Liberty is good because it gives you more workable land with culture than with the other social policy starters .
Than with the other starters, but not than Legalism, which basically gives you double the Liberty opener for the first four cities, plus you have the Tradition opener. You need to race to settle cities to make use of Liberty's opener at a time when that +1 culture per city is much use, and economically I find I can't settle more than about 5 cities in the first 75-100 turns; in my current game I had a great wide start, getting to 5 cities before turn 75 - but it was another 50 or so turns before I could expand any further, and even on turn 300 or so I have only 7 cities. Every city needs a monument to expand, every city needs a granary to grow, every city needs a library to give you any benefit at all from the faster population growth compared with going wide.
That's 3 gold per city right there just on absolutely essential buildings; where does the money come from to sustain you while you're building the roads to connect them?
Meritocracy is poor and needs improvement, but happiness is not a huge constraint any more and there are quite a lot of ways to circumvent it - for a start wide empires are good for religion. GhostSalsa's screenshot makes the point - sure he'd have 20 rather than 10 happiness from Tradition, but he's got plenty of excess happiness as it is so that doesn't much matter.
By contrast Liberty absolutely, desperately needs a money-generating or money-saving policy.
On the 'tweak a policy tree' thread I suggested adding a 33% discount on building maintenance to Republic, in addition to its current effects - as you have those three essential buildings per city, that's basically equivalent to saving the maintenance on one in the early game, much the same as Legalism gives you for Tradition's first 4 cities, but Republic is a later policy (I actually shuffled the tree to make both Citizenship and Representation prerequisites, which makes both game and thematic sense).
The social policies themselves give you a free worker, a free settler and a free golden age. If you finish the social policy you also get a free great person of your choice. So why not use liberty.
Because mostly these aren't substantial boosts. Liberty basically does one thing and one thing only: boosts production. Settler and worker for free are basically just a set of free hammers, as is the discount on future settlers built in the capital. Republic is exclusively a production bonus as it stands. But you can't afford all the buildings you're producing, and nothing much about saving hammers really favours playing wide.
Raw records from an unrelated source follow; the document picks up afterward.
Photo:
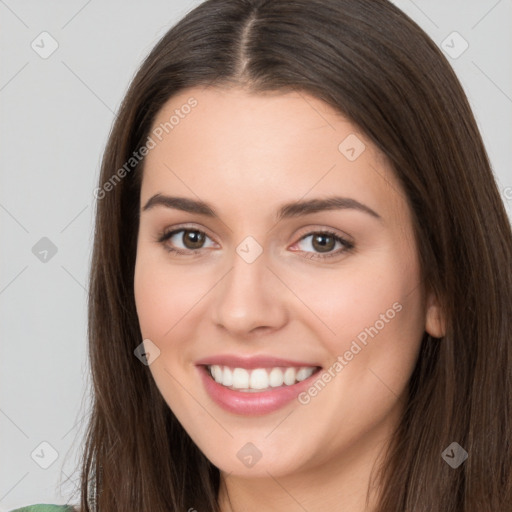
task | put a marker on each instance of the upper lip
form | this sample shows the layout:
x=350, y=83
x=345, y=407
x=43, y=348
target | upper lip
x=250, y=362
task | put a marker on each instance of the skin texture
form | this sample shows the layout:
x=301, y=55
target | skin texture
x=246, y=154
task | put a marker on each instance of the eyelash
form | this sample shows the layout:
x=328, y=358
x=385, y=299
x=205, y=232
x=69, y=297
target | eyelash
x=166, y=235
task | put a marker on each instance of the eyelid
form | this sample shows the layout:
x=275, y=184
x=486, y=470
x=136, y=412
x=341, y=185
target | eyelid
x=345, y=240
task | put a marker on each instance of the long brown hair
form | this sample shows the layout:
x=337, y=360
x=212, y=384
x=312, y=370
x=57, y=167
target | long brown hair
x=370, y=62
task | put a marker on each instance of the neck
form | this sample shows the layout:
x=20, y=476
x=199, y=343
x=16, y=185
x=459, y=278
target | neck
x=340, y=483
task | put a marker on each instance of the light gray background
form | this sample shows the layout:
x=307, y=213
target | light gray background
x=56, y=114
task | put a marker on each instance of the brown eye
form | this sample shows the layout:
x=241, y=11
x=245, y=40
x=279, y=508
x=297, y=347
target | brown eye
x=183, y=240
x=323, y=243
x=194, y=238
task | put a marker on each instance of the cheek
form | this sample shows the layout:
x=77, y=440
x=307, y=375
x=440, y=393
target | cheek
x=164, y=294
Fundamentally, these are two trees that play with one of the game's core resources: Tradition is all about food. Liberty is all about production. It's a policy tree structure that will inevitably favour Tradition, because food is the more important resource (and more food = more citizens who can be turned into more production at the click of a button. The converse isn't true - you can't turn production into food except with three buildings very widely separated on the tech tree, and which cost maintenance, two Wonders which you may not get, and food trade that has to be unlocked with trade routes and granaries and cost you the money-generating trade a wide empire so desperately needs before it hits a critical number of city connections).
As for the Great Person, it's timely to get a GS at that point, or occasionally a Great Prophet, but would you trade the ability to buy unlimited GPs later in the game with faith for the ability to get one early GP as a one-off? And what is the Golden Age doing for you at this point in the game? The key advantage of golden ages in the past was the increased tile yield from tiles that already produce gold, but tiles don't produce gold now without certain luxuries, and you want to get Representation long before you having trading posts or the Colossus, or even markets to multiply the income you're receiving.